Virtual Chain Sandbox — benchmark and visualize smart contract performance in parallel
Virtual Chain Sandbox is a developer tool that lets smart contract engineers spin up virtual EVM instances and test how their contracts behave under parallel execution. Built as a Hardhat plugin, it deploys contracts to EVVM-based virtual chains and benchmarks transaction throughput, latency, and gas efficiency under serial vs. parallel execution modes inspired by Arcology’s concurrency model.

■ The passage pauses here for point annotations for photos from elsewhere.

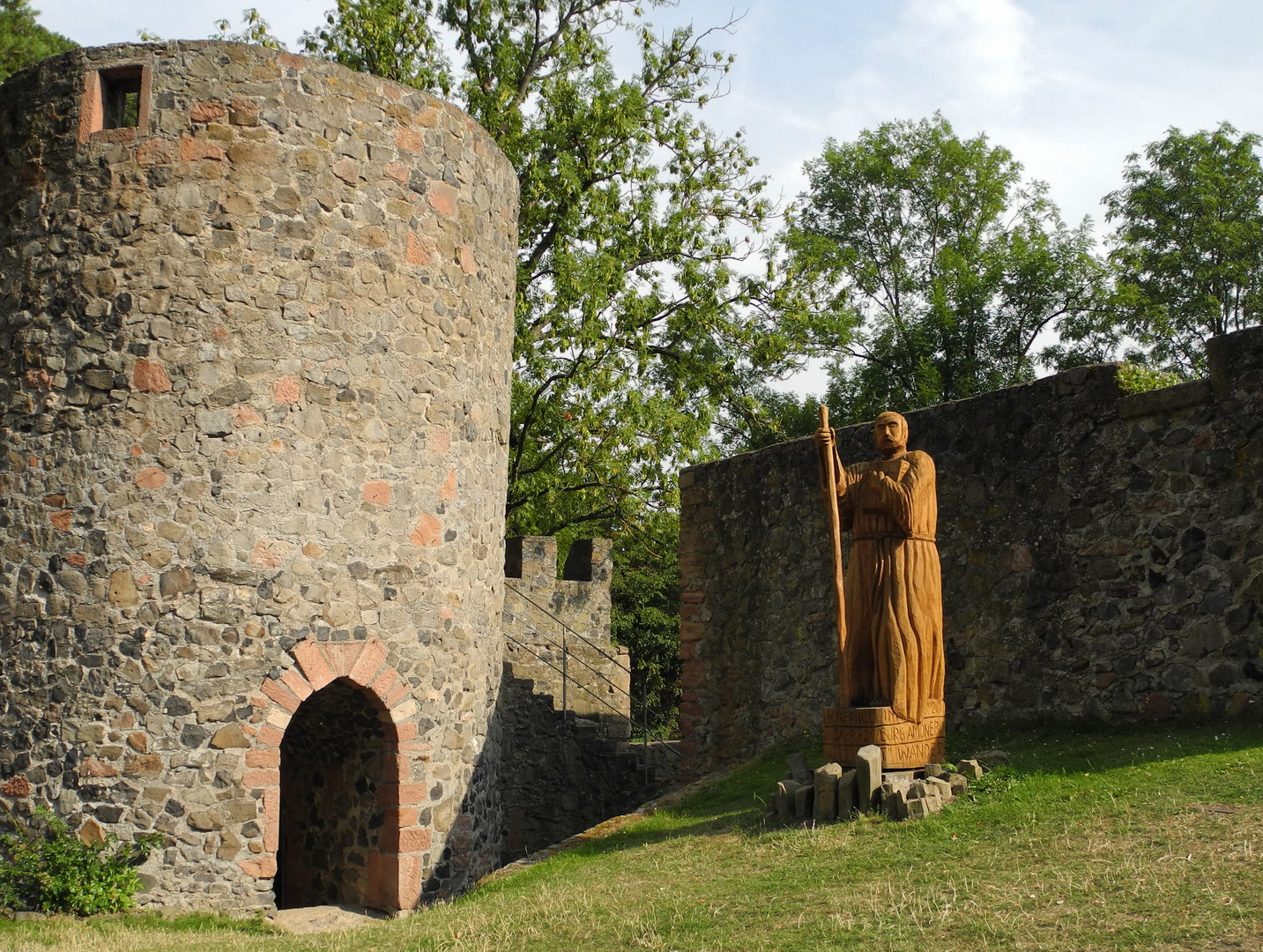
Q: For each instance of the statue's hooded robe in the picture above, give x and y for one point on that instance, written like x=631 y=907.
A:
x=895 y=621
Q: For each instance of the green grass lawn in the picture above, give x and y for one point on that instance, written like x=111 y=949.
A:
x=1146 y=838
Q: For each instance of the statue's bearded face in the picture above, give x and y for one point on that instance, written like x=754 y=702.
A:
x=890 y=432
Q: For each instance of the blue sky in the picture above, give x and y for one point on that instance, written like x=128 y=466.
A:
x=1069 y=86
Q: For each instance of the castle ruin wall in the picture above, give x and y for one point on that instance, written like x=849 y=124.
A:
x=1102 y=555
x=256 y=340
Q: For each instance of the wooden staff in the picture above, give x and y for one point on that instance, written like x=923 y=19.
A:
x=828 y=487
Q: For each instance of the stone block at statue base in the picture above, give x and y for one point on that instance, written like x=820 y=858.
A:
x=904 y=744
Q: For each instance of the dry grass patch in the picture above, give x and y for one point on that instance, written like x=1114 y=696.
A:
x=1149 y=838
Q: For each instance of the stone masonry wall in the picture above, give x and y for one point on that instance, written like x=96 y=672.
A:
x=1103 y=561
x=568 y=760
x=253 y=408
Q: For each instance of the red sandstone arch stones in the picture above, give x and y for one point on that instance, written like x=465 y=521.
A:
x=396 y=860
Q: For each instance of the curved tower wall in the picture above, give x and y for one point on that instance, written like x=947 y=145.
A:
x=254 y=408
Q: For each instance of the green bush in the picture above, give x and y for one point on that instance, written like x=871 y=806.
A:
x=1134 y=379
x=44 y=867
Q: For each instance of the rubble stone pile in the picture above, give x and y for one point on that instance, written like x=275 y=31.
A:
x=833 y=793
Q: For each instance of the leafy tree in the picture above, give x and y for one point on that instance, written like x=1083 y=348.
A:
x=390 y=38
x=1189 y=245
x=645 y=619
x=23 y=41
x=932 y=265
x=633 y=324
x=254 y=29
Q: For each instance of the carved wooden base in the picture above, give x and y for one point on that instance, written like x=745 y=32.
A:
x=904 y=745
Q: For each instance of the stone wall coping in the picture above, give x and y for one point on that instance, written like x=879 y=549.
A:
x=96 y=58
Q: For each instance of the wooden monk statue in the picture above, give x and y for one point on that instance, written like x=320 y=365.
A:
x=890 y=671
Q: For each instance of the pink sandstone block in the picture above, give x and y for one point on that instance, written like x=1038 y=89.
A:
x=263 y=867
x=402 y=794
x=262 y=778
x=397 y=768
x=369 y=662
x=279 y=694
x=343 y=657
x=296 y=682
x=394 y=840
x=271 y=820
x=399 y=733
x=269 y=756
x=312 y=662
x=271 y=736
x=382 y=686
x=398 y=694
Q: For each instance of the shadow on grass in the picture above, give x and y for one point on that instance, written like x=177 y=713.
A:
x=735 y=805
x=200 y=923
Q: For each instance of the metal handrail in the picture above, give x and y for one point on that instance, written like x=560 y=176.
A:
x=577 y=634
x=643 y=726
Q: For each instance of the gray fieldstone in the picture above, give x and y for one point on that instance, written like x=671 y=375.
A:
x=804 y=802
x=846 y=794
x=970 y=770
x=799 y=771
x=868 y=776
x=826 y=778
x=787 y=794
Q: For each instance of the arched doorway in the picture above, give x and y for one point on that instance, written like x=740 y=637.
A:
x=332 y=767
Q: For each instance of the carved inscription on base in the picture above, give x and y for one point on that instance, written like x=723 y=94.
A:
x=904 y=744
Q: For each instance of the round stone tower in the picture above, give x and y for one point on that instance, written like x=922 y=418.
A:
x=256 y=321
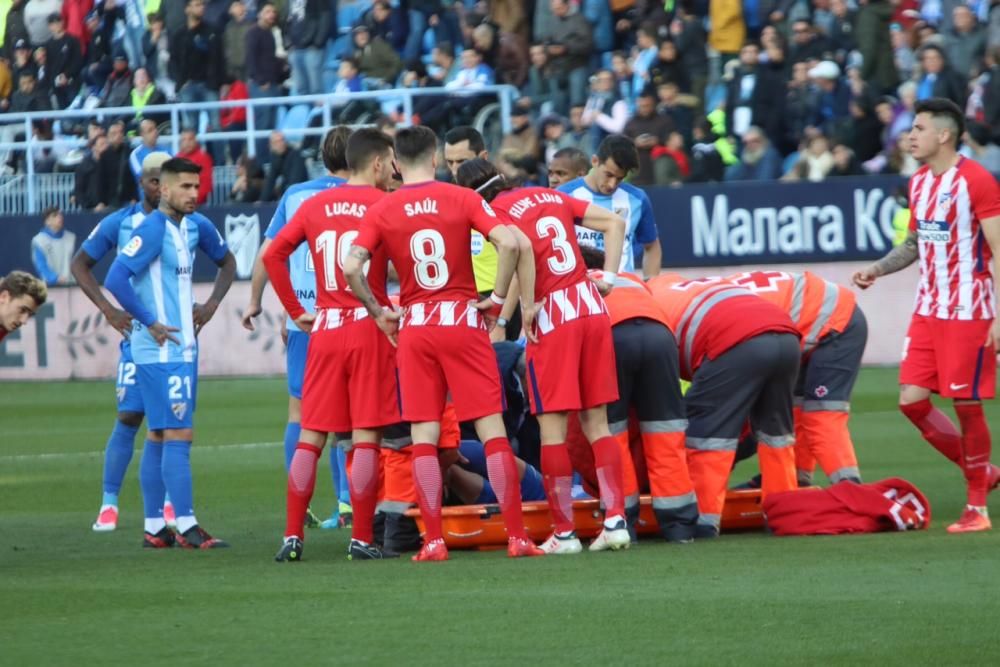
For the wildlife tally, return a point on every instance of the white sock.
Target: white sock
(153, 526)
(186, 523)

A lightweight React dashboard visualizes the performance data, making it easy to compare different configurations and identify bottlenecks. The project bridges EVVM’s scalable virtual execution, Hardhat’s developer workflow, and Arcology’s high-performance parallelism — helping developers build and test next-generation, high-throughput decentralized applications.
Virtual Chain Sandbox is built around a custom Hardhat plugin (hardhat-evvm-bench) that integrates directly with EVVM’s virtual execution environment and Arcology’s parallel transaction model. The plugin lets developers initialize a virtual chain, deploy contracts, and run performance benchmarks comparing serial vs. parallel execution modes.

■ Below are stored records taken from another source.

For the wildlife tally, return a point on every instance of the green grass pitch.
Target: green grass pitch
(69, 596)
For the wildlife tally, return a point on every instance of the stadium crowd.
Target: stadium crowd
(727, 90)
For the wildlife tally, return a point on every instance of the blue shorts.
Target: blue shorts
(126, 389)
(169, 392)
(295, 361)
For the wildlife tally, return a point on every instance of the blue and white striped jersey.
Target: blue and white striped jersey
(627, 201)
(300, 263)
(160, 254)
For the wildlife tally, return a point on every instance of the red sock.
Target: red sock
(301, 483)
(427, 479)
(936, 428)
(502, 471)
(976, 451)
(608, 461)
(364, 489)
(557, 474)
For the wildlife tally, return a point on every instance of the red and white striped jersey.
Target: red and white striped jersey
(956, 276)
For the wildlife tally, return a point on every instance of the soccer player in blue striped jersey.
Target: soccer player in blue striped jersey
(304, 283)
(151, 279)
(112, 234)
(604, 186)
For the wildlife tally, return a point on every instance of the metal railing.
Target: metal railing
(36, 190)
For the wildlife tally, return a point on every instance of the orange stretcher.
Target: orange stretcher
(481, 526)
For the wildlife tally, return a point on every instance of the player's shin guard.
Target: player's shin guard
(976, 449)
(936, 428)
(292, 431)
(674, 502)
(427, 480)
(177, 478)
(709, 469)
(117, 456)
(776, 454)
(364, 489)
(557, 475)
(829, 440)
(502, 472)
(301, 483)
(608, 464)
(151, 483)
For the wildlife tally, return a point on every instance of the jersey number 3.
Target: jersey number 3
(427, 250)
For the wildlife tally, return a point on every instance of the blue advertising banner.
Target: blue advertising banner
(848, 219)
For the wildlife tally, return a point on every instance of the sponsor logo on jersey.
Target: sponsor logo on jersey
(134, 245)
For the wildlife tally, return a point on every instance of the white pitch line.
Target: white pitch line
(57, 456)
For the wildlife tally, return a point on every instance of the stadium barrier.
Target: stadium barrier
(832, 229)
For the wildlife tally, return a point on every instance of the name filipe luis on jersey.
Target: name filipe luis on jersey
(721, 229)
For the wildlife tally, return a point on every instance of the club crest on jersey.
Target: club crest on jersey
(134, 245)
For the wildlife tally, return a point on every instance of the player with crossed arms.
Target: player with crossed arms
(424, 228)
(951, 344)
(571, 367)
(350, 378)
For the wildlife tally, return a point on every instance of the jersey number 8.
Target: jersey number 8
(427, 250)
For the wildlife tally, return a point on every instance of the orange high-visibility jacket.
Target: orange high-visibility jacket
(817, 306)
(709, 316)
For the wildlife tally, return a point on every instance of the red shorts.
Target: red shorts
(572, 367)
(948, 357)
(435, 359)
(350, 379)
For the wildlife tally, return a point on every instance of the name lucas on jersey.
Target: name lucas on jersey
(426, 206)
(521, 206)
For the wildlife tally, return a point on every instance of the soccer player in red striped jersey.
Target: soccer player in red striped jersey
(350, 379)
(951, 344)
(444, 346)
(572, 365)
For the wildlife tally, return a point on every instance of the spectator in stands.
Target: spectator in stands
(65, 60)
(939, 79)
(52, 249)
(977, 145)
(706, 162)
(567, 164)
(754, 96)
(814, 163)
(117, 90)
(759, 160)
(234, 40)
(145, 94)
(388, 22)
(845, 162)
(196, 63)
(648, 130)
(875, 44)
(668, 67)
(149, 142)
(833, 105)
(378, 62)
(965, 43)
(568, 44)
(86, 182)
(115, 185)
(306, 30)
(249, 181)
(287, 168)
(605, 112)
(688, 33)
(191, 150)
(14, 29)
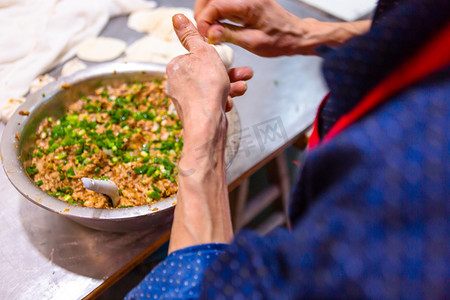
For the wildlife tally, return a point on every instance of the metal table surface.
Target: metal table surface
(46, 256)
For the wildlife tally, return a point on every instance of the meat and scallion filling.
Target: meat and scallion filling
(130, 135)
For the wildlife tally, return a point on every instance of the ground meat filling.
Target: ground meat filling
(129, 134)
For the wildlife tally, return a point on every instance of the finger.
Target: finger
(240, 73)
(228, 104)
(238, 88)
(187, 33)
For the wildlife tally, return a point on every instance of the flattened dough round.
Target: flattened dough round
(158, 21)
(153, 49)
(226, 54)
(72, 66)
(100, 49)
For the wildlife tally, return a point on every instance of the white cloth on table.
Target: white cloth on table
(37, 35)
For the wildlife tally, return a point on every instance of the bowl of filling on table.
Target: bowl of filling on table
(113, 125)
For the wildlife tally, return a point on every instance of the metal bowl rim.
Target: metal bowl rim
(13, 166)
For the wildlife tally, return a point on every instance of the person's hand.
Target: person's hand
(266, 29)
(198, 81)
(199, 86)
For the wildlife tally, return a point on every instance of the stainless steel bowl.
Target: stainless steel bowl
(20, 134)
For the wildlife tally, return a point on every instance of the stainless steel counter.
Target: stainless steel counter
(46, 256)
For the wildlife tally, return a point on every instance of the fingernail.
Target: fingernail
(215, 36)
(179, 21)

Under the hood, the plugin is written in TypeScript, using Hardhat’s task architecture to expose commands like evvm:init, evvm:deploy, and evvm:benchmark. For benchmarking, it simulates transaction batches and measures metrics such as TPS, latency, and gas cost. The parallel execution model is powered by Arcology’s concurrency framework, which we used to execute multiple transactions simultaneously within isolated virtual environments provided by EVVM.
We built a React + Vite + Tailwind dashboard to visualize results. The plugin outputs structured JSON data, which the frontend reads to generate real-time graphs and comparisons between execution modes.
Using Hardhat as the base made developer integration seamless — no new tools needed, just install the plugin and start testing. Integrating EVVM and Arcology gave us access to scalable, concurrent virtualized EVM execution, making the sandbox realistic and powerful.
For the hackathon, we also implemented mock interfaces to simulate parts of the EVVM runtime locally — a hacky but effective way to prototype parallel execution logic before connecting to real endpoints.